Kerry: nuovo governo Iraq colonna per i nostri sforzi anti-Isis. «Stiamo unendo il mondo contro una minaccia comune» ha detto segretario di Stato Usa John Kerry, secondo il quale «la strategia del presidente (Obama) avrà successo perché realizzarla con i nostri alleati e partner non è solo brillante, ma è anche forte. Oggi sono stato a Baghdad per incontrare il nuovo governo di larghe intese iracheno, che forma la spina dorsale dei nostri sforzi anti Isis. Nei prossimi giorni viaggerò nel Medio Oriente e in Europa per continuare i nostri sforzi diplomatici per affrontare una minaccia comune con una posizione comune. Facciamo questo sapendo che la leadership americana è indispensabile e che non possiamo distruggere questo gruppo (l'Isis) da soli. Per sconfiggere questo nemico comune ci vuole una causa comune e noi la affrontiamo per vincere insieme».

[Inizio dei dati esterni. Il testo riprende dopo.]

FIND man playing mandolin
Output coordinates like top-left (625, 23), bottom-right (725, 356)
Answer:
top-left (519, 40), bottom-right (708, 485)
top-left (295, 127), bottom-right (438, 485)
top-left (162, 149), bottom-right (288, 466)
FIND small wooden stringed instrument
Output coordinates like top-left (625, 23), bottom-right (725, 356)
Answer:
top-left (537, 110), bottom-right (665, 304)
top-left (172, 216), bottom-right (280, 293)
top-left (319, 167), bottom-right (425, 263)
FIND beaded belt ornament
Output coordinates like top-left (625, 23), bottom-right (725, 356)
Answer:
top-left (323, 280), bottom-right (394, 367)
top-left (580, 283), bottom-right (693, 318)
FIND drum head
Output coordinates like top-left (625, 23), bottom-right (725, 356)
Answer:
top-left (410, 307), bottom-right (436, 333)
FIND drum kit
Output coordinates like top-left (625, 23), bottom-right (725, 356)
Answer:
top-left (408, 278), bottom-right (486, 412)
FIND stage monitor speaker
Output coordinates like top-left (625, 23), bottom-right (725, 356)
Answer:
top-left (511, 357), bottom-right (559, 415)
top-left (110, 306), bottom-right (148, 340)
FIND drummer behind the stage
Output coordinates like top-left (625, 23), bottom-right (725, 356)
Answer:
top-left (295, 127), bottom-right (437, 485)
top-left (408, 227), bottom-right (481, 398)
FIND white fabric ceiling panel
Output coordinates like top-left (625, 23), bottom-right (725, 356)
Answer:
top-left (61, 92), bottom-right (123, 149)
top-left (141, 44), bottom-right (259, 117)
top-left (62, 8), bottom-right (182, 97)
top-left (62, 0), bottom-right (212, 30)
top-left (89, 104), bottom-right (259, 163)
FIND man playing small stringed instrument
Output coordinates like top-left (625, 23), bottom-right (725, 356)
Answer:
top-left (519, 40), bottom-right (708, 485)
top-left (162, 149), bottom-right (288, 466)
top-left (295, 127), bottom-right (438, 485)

I nodi. Kerry ha in agenda incontri con i suoi colleghi di Egitto, Giordania, Turchia, Arabia Saudita, Emirati Arabi, Qatar, Kuwait, Barhein e Oman. Non sarà facile convincere alcuni degli alleati chiave ma recalcitranti a collaborare attivamente alla coalizione anti-Isis. A cominciare da Riad, che non sembra disposta a sbilanciarsi troppo in una guerra contro lo Stato Islamico che potrebbe provocargli contraccolpi con gli integralisti sunniti all'interno del regno. Non a caso, Kerry andrà a parlare con la leadership saudita direttamente da Baghdad. Non sembra semplice neanche la partita con la Turchia, che non vede certo di buon occhio la fornitura di armi ai curdi, e che teme rappresaglie da parte dei miliziani dell'Isis sui 49 turchi che ha catturato quando lo scorso giugno si è impadronito della città irachena di Mosul.



La Francia Chi è disposto a partecipare anche ai raid aerei è la Francia: Parigi prenderà parte «se necessario a un'azione militare aerea» sull'Iraq contro lo Stato islamico, ha detto infatti il ministro degli Esteri Laurent Fabius. Mentre l'Italia no: «Gli Usa hanno deciso di fare raid aerei, noi abbiamo scelto un'altra strada», ha spiegato il ministro della Difesa Roberta Pinotti, sottolineando che «l'idea di oggi è che dobbiamo sostenere e rafforzare gli attori locali che possono fermare l'Isis all'interno dei loro territori». E a questo proposito Pinotti ha citato l'invio di armi ai curdi «in accordo con le autorità irachene», aerei da rifornimento e capacità addestrative. Oltre questo Roma non andrà.